A volunteer removes the largest invasive English ivy we’ve ever encountered during a work party at the new preserve.
Thanks to funding from the Department of Defense and the generosity of our community, the Land Trust was able to purchase 51 acres on Marrowstone Island on October 31, 2018.
Since then, we’ve been getting to know the property and our new neighbors, gathering community input and preferences, and developing the new preserve’s management plan.
Carrie Clendaniel displays a portion of the ivy vine removed from the new preserve.
To learn about the property, staff members and volunteers have worked to map the land’s important habitat features — the wetlands, downed trees, and old large standing trees. Additionally, we’ve completed a forest assessment and identified areas in need of attention because of noxious weed infestations.
In tackling some of the weed issues, we’ve held two winter stewardship work parties where volunteers have worked hard to remove invasive weeds and trash. In fact, at our second work party, volunteers removed the largest ivy plant we’ve ever encountered. English ivy is usually a vine; this one was the size of a tree trunk and put up quite a battle. The monster had branched into multiple arm-sized vines that were all pulling hard on a Douglas Fir tree. The plan is to keep an eye on it and respond if the ivy begins to re-sprout.

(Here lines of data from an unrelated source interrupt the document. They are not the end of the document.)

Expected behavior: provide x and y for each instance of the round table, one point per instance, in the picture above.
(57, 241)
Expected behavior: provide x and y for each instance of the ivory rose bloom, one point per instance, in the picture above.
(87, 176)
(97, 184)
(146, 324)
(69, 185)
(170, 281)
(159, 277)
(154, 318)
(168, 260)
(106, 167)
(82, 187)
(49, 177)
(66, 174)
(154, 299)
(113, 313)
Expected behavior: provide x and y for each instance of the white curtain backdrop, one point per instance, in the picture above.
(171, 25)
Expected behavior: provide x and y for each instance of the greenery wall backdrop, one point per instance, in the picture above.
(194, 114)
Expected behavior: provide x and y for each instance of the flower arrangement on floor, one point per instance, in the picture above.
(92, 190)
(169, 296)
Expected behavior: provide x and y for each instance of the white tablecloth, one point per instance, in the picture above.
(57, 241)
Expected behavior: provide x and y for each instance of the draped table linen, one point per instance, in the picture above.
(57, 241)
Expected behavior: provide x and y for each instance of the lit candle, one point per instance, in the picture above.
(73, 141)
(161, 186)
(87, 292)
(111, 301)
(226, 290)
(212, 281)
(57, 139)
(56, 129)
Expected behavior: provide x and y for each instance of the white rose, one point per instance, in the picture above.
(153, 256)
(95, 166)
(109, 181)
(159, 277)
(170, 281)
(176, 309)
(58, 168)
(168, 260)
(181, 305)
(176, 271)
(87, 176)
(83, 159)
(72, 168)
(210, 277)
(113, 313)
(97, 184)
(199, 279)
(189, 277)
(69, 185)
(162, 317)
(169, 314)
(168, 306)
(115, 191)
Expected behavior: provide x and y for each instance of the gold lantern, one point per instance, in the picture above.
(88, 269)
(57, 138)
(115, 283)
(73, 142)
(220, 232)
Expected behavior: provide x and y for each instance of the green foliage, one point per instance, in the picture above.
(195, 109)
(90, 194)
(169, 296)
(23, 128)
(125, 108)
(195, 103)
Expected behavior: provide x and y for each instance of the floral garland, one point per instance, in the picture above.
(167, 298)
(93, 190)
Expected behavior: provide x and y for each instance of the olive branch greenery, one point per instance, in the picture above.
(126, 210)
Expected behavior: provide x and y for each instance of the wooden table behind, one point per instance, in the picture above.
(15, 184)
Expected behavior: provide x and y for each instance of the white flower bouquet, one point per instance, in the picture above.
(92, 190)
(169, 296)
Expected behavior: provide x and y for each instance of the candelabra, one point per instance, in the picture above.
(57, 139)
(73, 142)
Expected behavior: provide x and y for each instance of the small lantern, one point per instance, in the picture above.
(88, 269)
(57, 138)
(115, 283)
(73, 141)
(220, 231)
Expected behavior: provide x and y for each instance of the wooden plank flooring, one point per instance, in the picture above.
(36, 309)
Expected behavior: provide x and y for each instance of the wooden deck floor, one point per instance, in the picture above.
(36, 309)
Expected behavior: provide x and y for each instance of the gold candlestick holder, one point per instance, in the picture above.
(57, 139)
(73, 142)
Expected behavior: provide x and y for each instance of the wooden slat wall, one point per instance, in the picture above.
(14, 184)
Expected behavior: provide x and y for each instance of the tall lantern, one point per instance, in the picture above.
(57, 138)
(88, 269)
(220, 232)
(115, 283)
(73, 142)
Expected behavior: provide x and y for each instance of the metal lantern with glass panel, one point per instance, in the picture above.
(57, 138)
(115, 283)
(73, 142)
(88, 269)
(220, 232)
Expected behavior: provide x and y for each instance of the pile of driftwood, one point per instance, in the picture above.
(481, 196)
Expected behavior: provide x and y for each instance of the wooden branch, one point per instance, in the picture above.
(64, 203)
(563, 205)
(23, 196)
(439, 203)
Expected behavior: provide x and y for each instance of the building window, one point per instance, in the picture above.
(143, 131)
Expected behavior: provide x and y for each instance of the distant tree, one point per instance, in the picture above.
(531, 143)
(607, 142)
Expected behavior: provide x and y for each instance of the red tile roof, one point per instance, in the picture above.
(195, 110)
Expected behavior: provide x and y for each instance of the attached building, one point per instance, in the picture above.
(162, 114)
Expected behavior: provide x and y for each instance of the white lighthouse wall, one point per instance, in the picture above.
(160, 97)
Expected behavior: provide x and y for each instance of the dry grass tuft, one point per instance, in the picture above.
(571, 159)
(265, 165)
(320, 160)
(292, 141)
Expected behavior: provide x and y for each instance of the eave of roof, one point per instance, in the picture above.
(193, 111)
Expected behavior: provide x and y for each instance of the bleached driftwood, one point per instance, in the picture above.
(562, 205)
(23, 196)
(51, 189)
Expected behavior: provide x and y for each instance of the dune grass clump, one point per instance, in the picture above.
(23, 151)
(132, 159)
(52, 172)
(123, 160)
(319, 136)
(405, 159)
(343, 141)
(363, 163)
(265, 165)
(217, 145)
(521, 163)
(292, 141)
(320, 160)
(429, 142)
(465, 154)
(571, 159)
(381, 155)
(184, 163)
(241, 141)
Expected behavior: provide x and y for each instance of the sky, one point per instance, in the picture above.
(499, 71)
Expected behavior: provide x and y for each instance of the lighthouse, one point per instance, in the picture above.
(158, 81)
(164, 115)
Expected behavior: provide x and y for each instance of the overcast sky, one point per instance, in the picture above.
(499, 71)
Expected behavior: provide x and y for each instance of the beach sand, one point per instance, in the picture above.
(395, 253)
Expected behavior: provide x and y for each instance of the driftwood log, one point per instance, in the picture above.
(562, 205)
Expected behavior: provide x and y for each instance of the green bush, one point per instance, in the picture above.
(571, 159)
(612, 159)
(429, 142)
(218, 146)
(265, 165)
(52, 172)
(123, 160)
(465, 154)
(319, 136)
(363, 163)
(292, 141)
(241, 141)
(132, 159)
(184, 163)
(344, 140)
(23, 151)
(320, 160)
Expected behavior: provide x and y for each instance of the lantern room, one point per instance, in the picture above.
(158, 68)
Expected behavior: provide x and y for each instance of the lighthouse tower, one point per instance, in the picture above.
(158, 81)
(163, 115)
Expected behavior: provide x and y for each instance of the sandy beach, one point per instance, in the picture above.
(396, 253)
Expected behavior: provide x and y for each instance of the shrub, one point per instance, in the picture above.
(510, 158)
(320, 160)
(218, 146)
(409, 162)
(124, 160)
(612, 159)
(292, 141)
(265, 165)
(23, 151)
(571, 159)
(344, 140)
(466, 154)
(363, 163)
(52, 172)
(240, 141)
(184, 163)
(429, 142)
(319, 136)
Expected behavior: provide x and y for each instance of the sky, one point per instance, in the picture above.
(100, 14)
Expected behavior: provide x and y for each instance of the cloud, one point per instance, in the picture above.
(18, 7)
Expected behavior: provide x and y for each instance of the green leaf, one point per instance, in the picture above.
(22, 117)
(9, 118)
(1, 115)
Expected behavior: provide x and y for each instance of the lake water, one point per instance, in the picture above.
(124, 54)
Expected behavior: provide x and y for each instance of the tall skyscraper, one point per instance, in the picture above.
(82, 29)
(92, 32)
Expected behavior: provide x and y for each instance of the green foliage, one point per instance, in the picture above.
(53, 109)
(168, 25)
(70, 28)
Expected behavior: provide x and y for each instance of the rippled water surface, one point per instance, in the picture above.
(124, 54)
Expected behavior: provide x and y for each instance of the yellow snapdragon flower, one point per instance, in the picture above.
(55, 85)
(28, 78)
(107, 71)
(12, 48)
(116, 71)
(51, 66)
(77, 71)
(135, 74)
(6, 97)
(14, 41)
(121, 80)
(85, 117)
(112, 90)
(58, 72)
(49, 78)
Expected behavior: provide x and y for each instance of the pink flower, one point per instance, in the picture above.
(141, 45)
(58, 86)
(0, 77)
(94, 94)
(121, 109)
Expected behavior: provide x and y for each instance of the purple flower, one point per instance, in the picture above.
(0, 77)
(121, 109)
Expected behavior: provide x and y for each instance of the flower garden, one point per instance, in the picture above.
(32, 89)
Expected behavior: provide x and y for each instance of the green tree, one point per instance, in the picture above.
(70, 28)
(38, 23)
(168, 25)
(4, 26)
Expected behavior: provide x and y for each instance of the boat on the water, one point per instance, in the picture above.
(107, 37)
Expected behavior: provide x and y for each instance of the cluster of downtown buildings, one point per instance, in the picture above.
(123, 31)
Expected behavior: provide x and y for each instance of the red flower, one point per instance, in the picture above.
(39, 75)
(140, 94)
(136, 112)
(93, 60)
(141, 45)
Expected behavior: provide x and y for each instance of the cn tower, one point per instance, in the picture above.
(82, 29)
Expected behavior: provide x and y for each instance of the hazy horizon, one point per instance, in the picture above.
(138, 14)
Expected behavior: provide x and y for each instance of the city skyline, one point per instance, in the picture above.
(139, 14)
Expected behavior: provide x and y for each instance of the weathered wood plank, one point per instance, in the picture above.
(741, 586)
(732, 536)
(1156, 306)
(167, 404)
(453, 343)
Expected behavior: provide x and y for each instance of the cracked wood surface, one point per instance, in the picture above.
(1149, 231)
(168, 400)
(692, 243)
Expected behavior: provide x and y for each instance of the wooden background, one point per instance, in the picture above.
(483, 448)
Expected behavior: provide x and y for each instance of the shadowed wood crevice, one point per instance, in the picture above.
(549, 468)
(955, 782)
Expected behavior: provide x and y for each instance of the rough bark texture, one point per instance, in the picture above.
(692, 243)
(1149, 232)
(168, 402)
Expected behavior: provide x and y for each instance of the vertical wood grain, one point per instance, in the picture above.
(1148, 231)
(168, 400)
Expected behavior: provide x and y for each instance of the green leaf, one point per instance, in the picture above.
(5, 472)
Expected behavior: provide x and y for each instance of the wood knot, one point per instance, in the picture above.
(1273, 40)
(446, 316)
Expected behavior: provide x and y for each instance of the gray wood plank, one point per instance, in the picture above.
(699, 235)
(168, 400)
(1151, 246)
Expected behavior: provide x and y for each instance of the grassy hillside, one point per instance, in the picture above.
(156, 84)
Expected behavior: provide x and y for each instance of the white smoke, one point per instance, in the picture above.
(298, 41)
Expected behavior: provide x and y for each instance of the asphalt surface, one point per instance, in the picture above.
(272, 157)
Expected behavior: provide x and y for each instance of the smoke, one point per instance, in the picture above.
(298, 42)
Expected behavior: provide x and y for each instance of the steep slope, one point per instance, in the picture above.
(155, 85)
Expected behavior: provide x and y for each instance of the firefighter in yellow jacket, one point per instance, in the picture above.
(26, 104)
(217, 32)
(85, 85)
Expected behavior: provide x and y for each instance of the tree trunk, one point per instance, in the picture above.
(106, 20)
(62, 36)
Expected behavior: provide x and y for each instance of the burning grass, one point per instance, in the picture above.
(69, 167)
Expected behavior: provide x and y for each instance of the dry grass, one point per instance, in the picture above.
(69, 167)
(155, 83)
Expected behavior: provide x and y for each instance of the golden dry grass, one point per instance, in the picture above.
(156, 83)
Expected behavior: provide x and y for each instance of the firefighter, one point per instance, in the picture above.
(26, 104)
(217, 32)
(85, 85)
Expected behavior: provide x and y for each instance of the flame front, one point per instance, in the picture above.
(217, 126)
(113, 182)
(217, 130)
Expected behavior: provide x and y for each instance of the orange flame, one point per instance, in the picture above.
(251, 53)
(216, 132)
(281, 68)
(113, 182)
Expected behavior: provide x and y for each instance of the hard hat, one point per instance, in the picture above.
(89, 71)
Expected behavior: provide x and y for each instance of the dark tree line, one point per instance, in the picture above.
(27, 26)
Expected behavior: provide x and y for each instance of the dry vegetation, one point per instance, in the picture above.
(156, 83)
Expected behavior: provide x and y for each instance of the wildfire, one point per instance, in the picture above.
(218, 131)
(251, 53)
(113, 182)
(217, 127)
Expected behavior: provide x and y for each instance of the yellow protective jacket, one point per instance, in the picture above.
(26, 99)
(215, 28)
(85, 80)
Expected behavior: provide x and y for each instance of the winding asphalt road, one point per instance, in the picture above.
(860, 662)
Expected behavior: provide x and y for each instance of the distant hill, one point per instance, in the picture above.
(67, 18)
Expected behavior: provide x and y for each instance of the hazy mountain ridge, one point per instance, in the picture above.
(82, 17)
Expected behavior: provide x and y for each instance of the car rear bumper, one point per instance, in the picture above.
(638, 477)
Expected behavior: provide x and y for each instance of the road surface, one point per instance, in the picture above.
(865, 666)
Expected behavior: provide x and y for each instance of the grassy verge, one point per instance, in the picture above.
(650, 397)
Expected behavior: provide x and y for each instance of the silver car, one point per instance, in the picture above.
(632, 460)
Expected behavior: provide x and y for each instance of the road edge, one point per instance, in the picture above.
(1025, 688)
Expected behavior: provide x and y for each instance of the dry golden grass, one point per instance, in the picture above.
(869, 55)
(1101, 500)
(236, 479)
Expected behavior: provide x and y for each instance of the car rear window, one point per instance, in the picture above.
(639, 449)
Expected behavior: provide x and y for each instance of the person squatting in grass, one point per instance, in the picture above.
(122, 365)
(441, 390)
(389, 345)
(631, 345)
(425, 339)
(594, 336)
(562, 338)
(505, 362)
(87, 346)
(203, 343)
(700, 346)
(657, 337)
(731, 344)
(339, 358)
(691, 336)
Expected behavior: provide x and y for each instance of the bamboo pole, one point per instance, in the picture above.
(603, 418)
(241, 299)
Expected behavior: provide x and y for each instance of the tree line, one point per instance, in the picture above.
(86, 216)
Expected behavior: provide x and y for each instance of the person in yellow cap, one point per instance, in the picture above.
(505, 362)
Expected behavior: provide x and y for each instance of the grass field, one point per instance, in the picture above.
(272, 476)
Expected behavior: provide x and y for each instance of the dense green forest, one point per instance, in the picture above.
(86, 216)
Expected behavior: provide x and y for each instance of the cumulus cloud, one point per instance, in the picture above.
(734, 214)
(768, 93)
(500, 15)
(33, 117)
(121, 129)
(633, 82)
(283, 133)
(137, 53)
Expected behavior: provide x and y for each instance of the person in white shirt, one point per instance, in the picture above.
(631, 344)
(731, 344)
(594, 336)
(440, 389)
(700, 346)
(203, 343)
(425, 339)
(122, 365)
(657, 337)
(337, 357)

Huge thanks go out to the Marrowstone Island Foundation for providing lunch at our work parties.
In developing the Preserve’s management plan, we surveyed community members, consulted neighbors, reviewed the biological survey conducted by volunteer Marrowstone Island naturalists, and convened a science advisory group.
Every property owned by the Land Trust has a management plan that details priority ecological functions and features, the desired future condition, long-term goals and objectives, and short-term actions for the land.
At the Marrowstone Island Community Association (MICA) meeting on March 18, Richard Tucker, our executive director, and Carrie Clendaniel, our preserve manager, reported back to the community on input received, as well as the ecological and social goals, management objectives, site plan design, and next step actions for the preserve.
Carrie also introduced a young Marrowstone Island eagle scout who has volunteered to build our trailhead kiosk and lead his troop in a summer stewardship work party to help us care for the preserve.
This spring, Land Trust staff will be working with contractors to help create the trailhead. Additionally, two volunteer work parties are set for May 14 and June 1 (RSVPs required). The focus of those work parties will be building trails to prepare the Preserve for its public opening — currently set for late June.